The diagnostics of the log-log SLR model (Figure 2.146) show minimal evidence of violations of assumptions although the tails of the residuals are a little heavy (more spread out than a normal distribution) and there might still be a little pattern remaining in the residuals vs fitted values. There are no influential points to be concerned about in this situation.

While we will not revisit this at all except in the case-studies in Chapter ??, log-transformations can be applied to the response variable in ONE and TWO-WAY ANOVA models when we are concerned about non-constant variance and non-normality issues109. The remaining methods in this chapter return to SLR and assuming that the model is at least reasonable to consider in each situation, possibly after transformation(s). In fact, the methods in Section 7.7 are some of the most sensitive results to violations of the assumptions that we will explore.

References

Greenwood, Mark C., and N. F. Humphrey. 2002. “Glaciated Valley Profiles: An Application of Nonlinear Regression.” Computing Science and Statistics 34: 452–60.
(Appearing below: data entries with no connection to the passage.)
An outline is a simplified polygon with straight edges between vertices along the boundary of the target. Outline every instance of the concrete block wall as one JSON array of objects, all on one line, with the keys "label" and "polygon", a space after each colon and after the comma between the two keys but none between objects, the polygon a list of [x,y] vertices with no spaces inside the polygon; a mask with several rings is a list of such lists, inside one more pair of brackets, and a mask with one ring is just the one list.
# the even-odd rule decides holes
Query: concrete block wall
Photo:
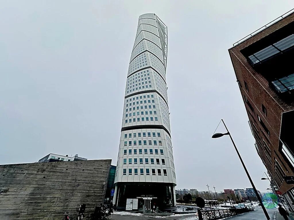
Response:
[{"label": "concrete block wall", "polygon": [[0,165],[0,219],[61,219],[102,203],[111,159]]}]

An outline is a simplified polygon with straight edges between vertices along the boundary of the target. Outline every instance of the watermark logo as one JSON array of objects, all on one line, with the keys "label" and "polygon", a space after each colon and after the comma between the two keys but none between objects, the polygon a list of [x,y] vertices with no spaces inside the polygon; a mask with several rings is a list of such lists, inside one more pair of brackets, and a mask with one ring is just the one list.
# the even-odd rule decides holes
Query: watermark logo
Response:
[{"label": "watermark logo", "polygon": [[265,193],[262,197],[262,203],[267,209],[275,209],[279,204],[277,195],[271,192]]}]

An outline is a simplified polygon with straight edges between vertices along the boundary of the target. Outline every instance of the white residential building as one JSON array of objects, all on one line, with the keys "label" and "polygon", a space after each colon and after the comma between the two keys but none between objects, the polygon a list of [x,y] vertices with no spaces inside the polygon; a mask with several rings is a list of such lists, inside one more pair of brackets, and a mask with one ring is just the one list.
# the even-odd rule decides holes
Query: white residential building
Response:
[{"label": "white residential building", "polygon": [[[176,173],[166,80],[167,28],[153,14],[139,17],[125,93],[113,204],[176,208]],[[130,200],[128,200],[129,201]]]},{"label": "white residential building", "polygon": [[38,163],[50,162],[50,160],[51,161],[60,160],[62,161],[73,161],[74,160],[87,160],[87,159],[85,158],[80,157],[77,154],[76,154],[73,157],[71,156],[69,157],[67,154],[64,156],[55,154],[49,154],[39,160]]}]

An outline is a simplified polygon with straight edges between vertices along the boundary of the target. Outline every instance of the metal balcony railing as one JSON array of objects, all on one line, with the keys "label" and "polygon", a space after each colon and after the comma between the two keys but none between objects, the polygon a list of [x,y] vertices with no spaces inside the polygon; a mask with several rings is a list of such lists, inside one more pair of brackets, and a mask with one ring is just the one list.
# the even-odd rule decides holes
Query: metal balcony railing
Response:
[{"label": "metal balcony railing", "polygon": [[260,32],[260,31],[262,31],[264,29],[265,29],[265,28],[266,28],[268,27],[269,27],[269,26],[270,26],[271,25],[272,25],[273,24],[275,23],[276,23],[278,21],[280,21],[280,20],[281,20],[283,18],[284,18],[286,16],[287,16],[289,15],[290,14],[292,14],[292,13],[293,13],[293,12],[294,12],[294,9],[291,9],[291,10],[290,10],[290,11],[287,11],[286,13],[285,13],[285,14],[284,14],[283,15],[282,15],[280,16],[278,18],[276,18],[275,20],[273,20],[273,21],[271,21],[269,23],[268,23],[267,24],[266,24],[264,26],[263,26],[261,28],[259,28],[257,30],[255,31],[254,31],[252,33],[250,33],[250,34],[248,35],[247,35],[247,36],[246,36],[246,37],[243,37],[243,38],[242,38],[242,39],[241,39],[241,40],[240,40],[238,41],[237,42],[235,42],[235,43],[233,43],[233,46],[235,46],[236,45],[237,45],[238,44],[240,43],[241,43],[242,42],[243,42],[243,41],[244,41],[245,40],[247,40],[247,39],[248,39],[248,38],[251,37],[253,35],[255,35],[257,33],[258,33]]},{"label": "metal balcony railing", "polygon": [[294,34],[292,34],[249,56],[248,58],[254,66],[294,47]]}]

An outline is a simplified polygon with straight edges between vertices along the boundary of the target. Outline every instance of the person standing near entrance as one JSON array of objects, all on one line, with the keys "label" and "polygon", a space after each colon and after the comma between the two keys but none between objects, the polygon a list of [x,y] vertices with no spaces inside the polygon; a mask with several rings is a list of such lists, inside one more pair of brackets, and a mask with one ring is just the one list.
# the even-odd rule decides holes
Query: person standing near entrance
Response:
[{"label": "person standing near entrance", "polygon": [[284,217],[285,220],[289,220],[288,216],[289,216],[289,213],[280,204],[279,204],[279,208],[278,210],[281,215]]}]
  1. Note exp(x) is the same as \(e^{(x)}\) but easier to read in-line and exp() is the R function name to execute this calculation.

  2. You can read my dissertation if you want my take on modeling U and V-shaped valley elevation profiles that included some discussion of these models and some related discussions in Greenwood and Humphrey (2002).

  3. This transformation could not be applied directly to the education growth score data in Chapter ?? because there were negative “growth” scores.